ラスカルの備忘録

ー 経済概観、読書記録等 ー

ジェフリー・ケイン(濱野大道訳)『AI監獄 ウイグル』

 原題は”The Perfect Police State”で2021年刊。邦訳は2022年1月刊。新疆ウイグル自治区といえば、幼少期にNHK特集『シルクロード』を見、さまよえる湖ロプノールなどに思いを馳せ、高校時代の社会科教諭が新婚旅行でタクラマカン砂漠に行ったことが当時、話題となったことなど、個人の印象としては、古い記憶のままの砂漠のオアシスである。本書は、2001年9月11日のアメリカ同時多発テロ事件を起点として始まる中国共産党政権による国家統制、特に2010年代に情報通信技術を利用し進化した監視社会の実態を取り上げる。


 情報テクノロジーを利用した監視社会に関することとしては、以前のエントリーでつぎのように記載した。

情報テクノロジーの進化がもたらす「ビッグブラザー」的な存在も、程度の差はあれ、これまでも存在していた。犯罪の抑制や個人の健康管理のため等、一定レベルで個人情報を管理し功利主義的な行政運営を行うことは、どの国でも行われている。中国モデルの問題は、情報テクノロジーを用いた功利主義的な国家運営にあるのではなく、政治の自由を拒否し国民に選択の自由がない点に帰すべきものなのではないか。むしろ、テロや災害、感染症の蔓延等が大衆の深層心理に恐怖を植え付け、功利主義的な行政への願望を引き出すのであれば、一概にそれを否定できるわけではない。情報テクノロジーをより身近なものとして感じている世代の技術者や企業家には、中国モデルが持つ強権的な統治の仕組みに、むしろ「憧れ」感じる者も多いように思われる。

traindusoir.hatenablog.jp

 著者はジャーナリストであり、帰省中に再教育施設に収容された留学生、テクノロジー企業においてシステム開発に関わった技術者など、何十人もの人々のインタビューを通じ、新疆ウイグル自治区において、いま何が起きているのかを明らかにしようとする。そこに見てとれるのは、上記の文章を書いた際にイメージした功利主義をはるかに超え、根拠が示されないまま個人が格付けされ、警察権力により管理されるディストピアである。
 地域自警システムにより地域の誰もが信頼できなくなり、コミュニティが壊される。自宅の居間に監視カメラが設置され、家族間の自由な会話ですら捕捉される。生体情報を含む個人情報がデータベース化され、格付けされ、テロを未然に防ぐための予測的取り締まりにより、何の前触れもなく再教育施設へ収監される。監視カメラの映像はAIによって解析され、あらゆる行動が捕捉される--こうした仕組みを作るためには、情報テクノロジー企業の協力が必要であった。(中国人留学生などもよく利用する)We Chatを運営するテンセント、AIを専門とするメグビー、センスタイム、また国家を象徴する企業であるファーウェイなどが、そうした協力企業の中に含まれる。これら企業と国家との協力関係は、米中貿易戦争の中で、しだいに明らかになったものである。本書では、共産党はいずれ海外でも国内と同じように振る舞うようになるとの中国の専門家の意見を取り上げている。

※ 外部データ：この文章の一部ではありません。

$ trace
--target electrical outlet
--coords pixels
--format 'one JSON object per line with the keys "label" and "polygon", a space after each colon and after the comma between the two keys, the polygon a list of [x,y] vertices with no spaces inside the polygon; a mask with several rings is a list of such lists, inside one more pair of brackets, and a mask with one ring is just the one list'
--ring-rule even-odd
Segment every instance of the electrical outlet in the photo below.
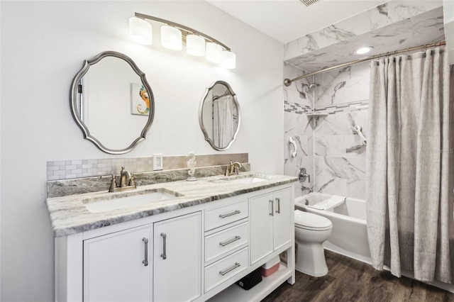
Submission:
{"label": "electrical outlet", "polygon": [[162,169],[162,155],[153,155],[153,171]]}

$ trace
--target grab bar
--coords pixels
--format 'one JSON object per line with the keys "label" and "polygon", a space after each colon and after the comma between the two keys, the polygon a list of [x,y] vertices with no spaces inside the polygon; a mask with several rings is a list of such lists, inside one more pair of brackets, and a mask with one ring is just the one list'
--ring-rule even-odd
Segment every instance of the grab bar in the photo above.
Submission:
{"label": "grab bar", "polygon": [[364,134],[362,134],[362,133],[361,132],[361,130],[362,129],[361,126],[359,125],[355,125],[355,128],[353,128],[353,129],[355,129],[355,131],[356,131],[356,133],[361,138],[361,140],[362,140],[362,143],[364,145],[367,145],[367,140],[366,140],[366,138],[364,136]]}
{"label": "grab bar", "polygon": [[295,140],[293,139],[293,138],[291,136],[289,136],[288,141],[290,145],[293,145],[293,148],[294,151],[292,152],[292,147],[290,147],[290,155],[292,155],[292,157],[294,157],[297,156],[297,143],[295,142]]}

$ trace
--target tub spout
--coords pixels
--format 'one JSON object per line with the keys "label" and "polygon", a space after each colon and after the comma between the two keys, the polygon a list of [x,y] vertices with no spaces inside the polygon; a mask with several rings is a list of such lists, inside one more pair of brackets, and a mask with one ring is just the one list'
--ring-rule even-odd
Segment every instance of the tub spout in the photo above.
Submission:
{"label": "tub spout", "polygon": [[309,191],[309,193],[314,192],[314,190],[312,189],[312,188],[308,188],[307,186],[301,186],[301,191],[307,190]]}

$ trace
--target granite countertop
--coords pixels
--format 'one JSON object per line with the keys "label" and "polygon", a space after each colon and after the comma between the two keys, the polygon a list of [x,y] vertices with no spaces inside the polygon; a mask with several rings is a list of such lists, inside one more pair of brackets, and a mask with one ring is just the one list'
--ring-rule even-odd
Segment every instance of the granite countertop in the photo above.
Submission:
{"label": "granite countertop", "polygon": [[[240,184],[227,180],[252,175],[265,178],[266,180],[252,184]],[[290,184],[297,180],[297,177],[289,176],[245,172],[240,173],[238,176],[204,177],[196,181],[178,181],[138,186],[136,189],[121,192],[109,193],[106,190],[96,193],[52,197],[48,198],[46,203],[54,235],[55,237],[62,237]],[[92,213],[84,205],[87,203],[146,194],[157,189],[161,192],[175,192],[179,197],[100,213]]]}

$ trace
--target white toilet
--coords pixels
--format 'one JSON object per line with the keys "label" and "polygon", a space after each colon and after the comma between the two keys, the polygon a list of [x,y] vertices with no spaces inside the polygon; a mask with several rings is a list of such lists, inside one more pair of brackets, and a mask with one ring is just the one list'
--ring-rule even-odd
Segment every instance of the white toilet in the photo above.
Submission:
{"label": "white toilet", "polygon": [[326,217],[295,210],[295,268],[314,276],[328,274],[322,243],[328,239],[333,224]]}

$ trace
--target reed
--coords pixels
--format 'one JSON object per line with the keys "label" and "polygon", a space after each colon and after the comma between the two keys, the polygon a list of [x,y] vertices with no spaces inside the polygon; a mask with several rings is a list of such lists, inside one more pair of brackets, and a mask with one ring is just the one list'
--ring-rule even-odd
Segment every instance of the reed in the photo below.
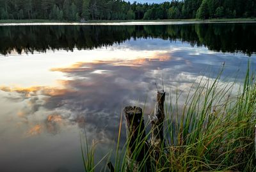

 このようなパノプティコン的国家統制は、確かに、中国の「政治の自由を拒否し国民に選択の自由がない」点、あるいは(分派行動を認めない)民主集中制のような共産主義の原理に帰すことのできる問題である。少なくとも自由で民主的な政治体制の下で、基本的な人権意識と乖離した、このような監視の仕組みが構築されるとは考えにくい。
 一方で、スマートシティなど犯罪を抑制するシステムは、中国国内では必ずしも批判されておらず、むしろ好意的に受け取られているともいわれる*1。また、データを用いた警察の監視は、米国でも行われている*2。さらにいえば、所得格差や、それに起因する教育格差などは、主観的幸福度を低める方向へと作用する。人々の幸福のため、個人の所得を厳格に把握し税制や社会保障によって結果の平等を促進する功利主義的な政治は、自由主義諸国においても、積極的に受け入れられるようになる可能性は否定できない。
 GAFAなどが提供する無料のサービスにすっかり馴染んだ若い世代では、コロナ禍での議論にもみられるように、情報通信技術を用いた個人の補足には、あまり抵抗感がないようにもみえる。本書は、情報テクノロジーによる監視社会がもたらすカフカ的状況を世に訴えるものであるが、それを受け取る自由主義社会においても、自由と平等、自由主義功利主義のせめぎ合いが今後も続くように感じられる。